The mission did come to an end, and the Six Days War, which started a mere two weeks after the UNEF force was asked to leave, led many to conclude that the decade-long mission had been a failure. Carroll is clear though: Pearson’s peacekeeper’s were intended to stop the fighting and provide time and a peaceful environment for a second phase – the diplomatic talks aimed at solving the underlying issues of the conflict. The politics of the late 1950s and 1960s, however, did not allow for the second phase to ever start. In spite of this, Carroll’s matter-of-fact assessment of the events convincingly demonstrates that because of the long-lasting impact of the mission, the UNEF was far from a failure. It provided valuable insight into the need to ensure the disagreements that originally led to hostilities were an integral component of any peacekeeping mission. The deployment of UNEF2 ultimately succeeded in fostering the Camp David Accords of 1979. The fact that it allowed for many of the differences to be overcome is a testament to the lasting legacy of UNEF – even if it came almost a quarter century after the start of its original mandate.

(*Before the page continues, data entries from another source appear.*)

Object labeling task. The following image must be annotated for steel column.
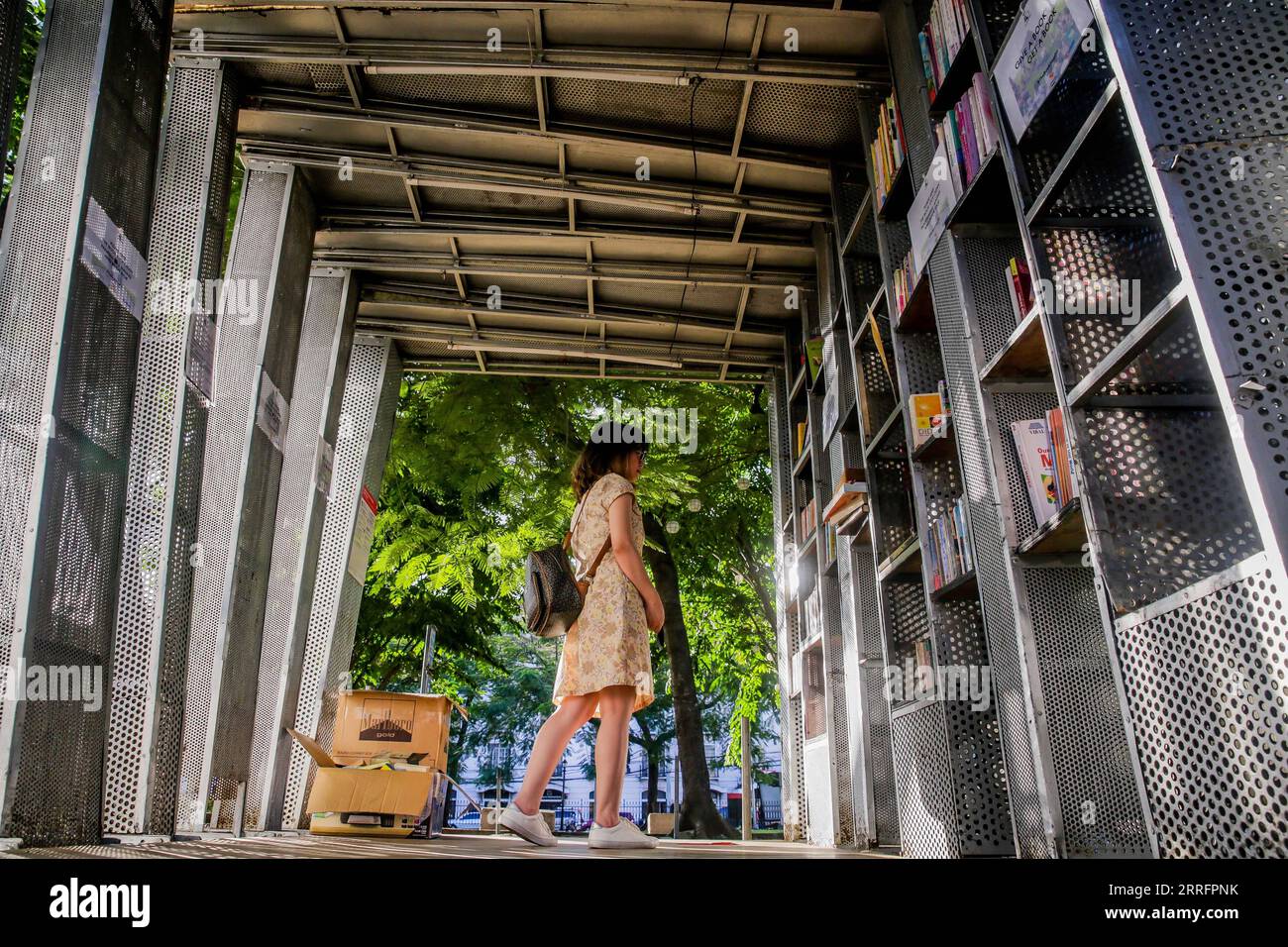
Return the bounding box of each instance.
[282,335,402,828]
[103,59,236,835]
[176,162,314,831]
[0,0,172,844]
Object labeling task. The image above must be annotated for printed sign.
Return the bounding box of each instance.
[81,197,149,323]
[909,145,958,279]
[993,0,1094,141]
[349,487,376,583]
[314,436,335,496]
[184,312,215,404]
[255,369,291,453]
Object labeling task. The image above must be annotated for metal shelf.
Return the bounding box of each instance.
[979,303,1051,381]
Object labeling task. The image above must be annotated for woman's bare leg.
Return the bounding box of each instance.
[595,684,635,828]
[514,693,597,815]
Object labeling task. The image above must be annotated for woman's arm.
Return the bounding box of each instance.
[608,493,664,631]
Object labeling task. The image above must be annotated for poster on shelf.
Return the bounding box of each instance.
[909,143,957,282]
[823,385,841,442]
[349,484,377,585]
[255,369,291,454]
[81,197,149,322]
[993,0,1094,141]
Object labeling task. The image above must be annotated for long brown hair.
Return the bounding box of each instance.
[572,423,648,501]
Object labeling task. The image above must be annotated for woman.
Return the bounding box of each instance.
[499,421,665,848]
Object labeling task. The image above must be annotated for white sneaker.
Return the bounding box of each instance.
[587,818,657,848]
[498,802,559,847]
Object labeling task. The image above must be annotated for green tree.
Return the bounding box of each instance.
[0,0,46,211]
[355,374,774,835]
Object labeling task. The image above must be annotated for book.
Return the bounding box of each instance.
[868,93,905,207]
[935,72,1000,197]
[1046,408,1074,509]
[909,391,945,450]
[1012,417,1060,526]
[823,480,868,523]
[1006,257,1037,325]
[805,335,823,384]
[921,497,975,590]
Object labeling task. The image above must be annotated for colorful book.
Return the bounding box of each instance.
[1012,419,1060,526]
[909,391,944,450]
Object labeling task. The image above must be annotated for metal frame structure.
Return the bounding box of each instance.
[776,0,1288,857]
[176,162,314,832]
[0,0,1272,858]
[246,268,358,830]
[103,59,236,836]
[280,334,403,828]
[0,0,170,843]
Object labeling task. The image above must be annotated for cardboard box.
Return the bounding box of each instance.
[647,811,675,835]
[330,690,468,771]
[287,729,447,837]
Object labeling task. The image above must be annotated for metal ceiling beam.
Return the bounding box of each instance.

Carroll’s use of Photographs is a frustrating weakness of this book. Like too many manuscripts, the images feel like after-the-fact additions. The photos focus only on the soldiers on the ground when more than half of the book is dedicated to the delicacies of diplomacy. Surely there exists rich illustrative material that has been omitted. More troubling, none of the photos are afforded the same critique and analysis other sources are given throughout the text. Photos are taken for a reason and it is not clear what purpose these photos served. The final critique of the photos falls with the publisher. If they are printed on the same paper as the text why not allow them to fall where they associate with the text? Perhaps I have given this seemingly erroneous critique too much space and it may well be a cumulative condemnation of a great number of books who passively employ photos but it is a real disservice to a solid historical account not to have been as selective, purposeful and critical of the illustrative material.
From a Canadian perspective, Carroll talks about Pearson’s Nobel Peace Prize, the role of the UNEF and its troubled final phase. He demonstrates that the birthplace of the ‘peacekeeping myth’, one of the central features of post-war Canadian identity, finds its roots in the Suez Crisis. This willful amnesia, according to Carroll, has obscured the mission’s troubled conclusion. Yet this study is not an assessment of that myth. One reviewer has pointed out that Carroll’s failure to deal with the peacekeeping myth is a major oversight. In many ways this is critiquing the author for a book which he had no intention of writing.
When another scholar decides to analyze the peacekeeping myth they will have an excellent historical account of its origin to consult. Carroll’s study does a great service to advancing our understanding of Canada and the UNEF. This is much more than a diplomatic history: it is an account of Canada’s emergence as a brokering power on the international stage. With Pearson at the helm, Canada sought to lead a war-weary world down a new path of conflict resolution through the United Nations. For all of its faults, that the United Nations still relies largely on the Pearsonian peacekeeping model is a testament to the lasting impact of the Canadian contribution to the UN. Carroll’s detailed account of the saga in the Middle East clearly shows how this came to be.